The loved ones (2009) est le premier long métrage de Sean Byrne. Ce film australien met en scène la folie d’une adolescente qui séquestre un jeune garçon qui l’a éconduite pour le bal de promo. Au casting, l’inconnue Robin McLeavy et le un peu plus célèbre Xavier Samuel, vu dans Twilight 3: Hésitation (qui n’a jamais aussi bien porté son nom).

Teen Misery

Sur le papier, rien de folichon. Un teen movie revanchard comme on en voit beaucoup.
Le spectateur est bien entouré d’adolescents à problèmes. Classique. Mais les personnages sont bien écrits. Leur malaise trouve des origines: l’un a perdu son père dans un accident, l’autre a un frère disparu..Le réalisateur ne s’étale pas sur ces drames, mais ces aspects sont suffisamment évoqués pour personnaliser ces adolescents. Par contre, on évite pas le cliché de l’ado qui va mal = l’ado qui a une longue chevelure noire, et écoute du métal en boucle. Dans le doute, il faut bien aider le spectateur à se repérer assez vite.
Dans The loved ones, il n’y pas que les adolescents qui sont tourmentés, mais également les adultes: mère dépressive, flic peu réactif, mère absente,père incestueux…A priori, l’aide ne viendra pas de ceux et celles qui sont sensés être des repères.

Brent, gentil mais paumé, décline l’invitation de Lola, qui lui propose d’aller au traditionnel bal de fin d’année. Le père de Lola enlève donc Brent, et celui ci participe malgré lui, au bal improvisé par Lola, chez elle. Torture psychologique et physique, rien ne lui sera épargné .
Evidemment comme on ne compte pas sur le cinéma de genre pour être réaliste, on ne s’étonnera pas de voir la capacité de résister et de se battre avec des trous un peu partout dans le corps…

Quand Carrie fait un after

Tout au long du calvaire de Brent, le réalisateur Sean Byrne fait un parallèle avec un couple qui fait une contre soirée au bal de promo. Deux contre soirées aux ambiances différentes, mais avec un point commun: Lola responsable de leurs malheurs. Ainsi, les genres torture porn et drame s’alternent habilement, et ce mélange inattendu donne de la profondeur aux propos du film.
La voiture est un personnage à part entière: meurtrière, source d’angoisse, lieu d’ébats sexuels, arme, pour être au final…meurtrière.


L’autre point fort de The loved ones, c est l’absence totale de calculs ou de stratégies. Les différents protagonistes agissent à l’instinct, mais il n’existe pas de machination ou de complot divers qui donneraient lieu à un twist. Technique utilisée dans ce genre de film qui s’avère souvent lourde ou superflue. Cela ajoute aussi un aspect fonceur, irréfléchi, spontané, au film, qui est très appréciable.
On ne s’attarde pas non plus sur le pourquoi du comment, ni les origines de cette psychose meurtrière, non.

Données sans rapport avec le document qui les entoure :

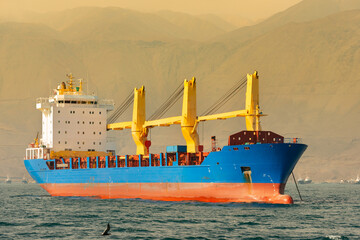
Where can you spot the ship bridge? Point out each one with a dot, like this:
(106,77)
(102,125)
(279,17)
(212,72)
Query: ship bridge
(189,119)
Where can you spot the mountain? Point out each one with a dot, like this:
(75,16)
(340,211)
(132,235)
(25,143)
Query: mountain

On le constate, avec les spectateur-rice-s.

Côté interprétation, c’est surtout Robin McLeavy qui tire son épingle du jeu. Le mélange rose bonbon et rouge sang est plutôt bien maîtrisé.

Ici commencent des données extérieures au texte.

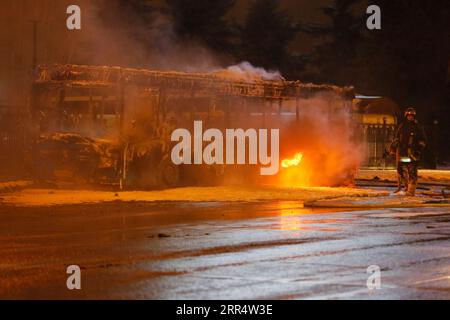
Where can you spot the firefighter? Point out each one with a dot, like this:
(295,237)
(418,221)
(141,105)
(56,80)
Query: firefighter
(408,145)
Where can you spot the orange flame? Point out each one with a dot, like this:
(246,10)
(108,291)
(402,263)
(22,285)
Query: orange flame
(294,162)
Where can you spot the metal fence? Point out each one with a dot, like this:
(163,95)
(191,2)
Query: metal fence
(376,138)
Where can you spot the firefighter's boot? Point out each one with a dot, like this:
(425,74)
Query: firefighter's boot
(399,185)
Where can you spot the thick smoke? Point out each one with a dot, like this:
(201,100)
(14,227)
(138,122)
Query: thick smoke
(245,70)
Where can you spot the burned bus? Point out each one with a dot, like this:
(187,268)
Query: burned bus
(112,125)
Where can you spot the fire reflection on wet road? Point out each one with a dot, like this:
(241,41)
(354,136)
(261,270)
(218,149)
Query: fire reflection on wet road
(260,250)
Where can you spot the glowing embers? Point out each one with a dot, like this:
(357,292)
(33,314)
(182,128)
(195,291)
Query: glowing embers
(296,171)
(294,162)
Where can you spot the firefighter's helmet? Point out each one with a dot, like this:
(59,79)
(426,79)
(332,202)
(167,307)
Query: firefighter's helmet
(410,111)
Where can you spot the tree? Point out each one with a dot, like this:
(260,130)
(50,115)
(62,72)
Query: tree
(334,55)
(266,35)
(204,22)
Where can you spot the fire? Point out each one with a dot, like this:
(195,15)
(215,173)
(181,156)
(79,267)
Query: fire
(294,162)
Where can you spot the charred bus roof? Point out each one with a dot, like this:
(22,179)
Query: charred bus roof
(219,83)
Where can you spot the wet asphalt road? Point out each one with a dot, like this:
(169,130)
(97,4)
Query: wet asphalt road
(271,250)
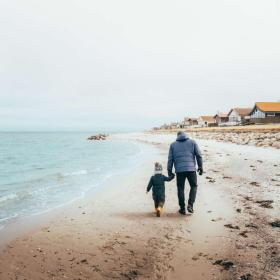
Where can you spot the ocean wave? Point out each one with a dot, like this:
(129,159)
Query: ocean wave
(8,197)
(8,218)
(77,173)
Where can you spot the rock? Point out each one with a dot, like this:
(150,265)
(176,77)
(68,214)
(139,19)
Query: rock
(231,226)
(247,276)
(256,184)
(224,263)
(265,203)
(275,223)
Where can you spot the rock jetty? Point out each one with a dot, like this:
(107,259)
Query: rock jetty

Le seul gros défaut du film: le final. Complètement bâclé, malgré un beau plan sur Lola amochée. Il arrive avec ses gros sabots, et un happy end qui laisse un goût amer.

The loved ones est malgré tout une bonne surprise qui mérite le détour, et qui incite à suivre son jeune réalisateur. Le cinéma de genre australien est décidément, plutôt pertinent.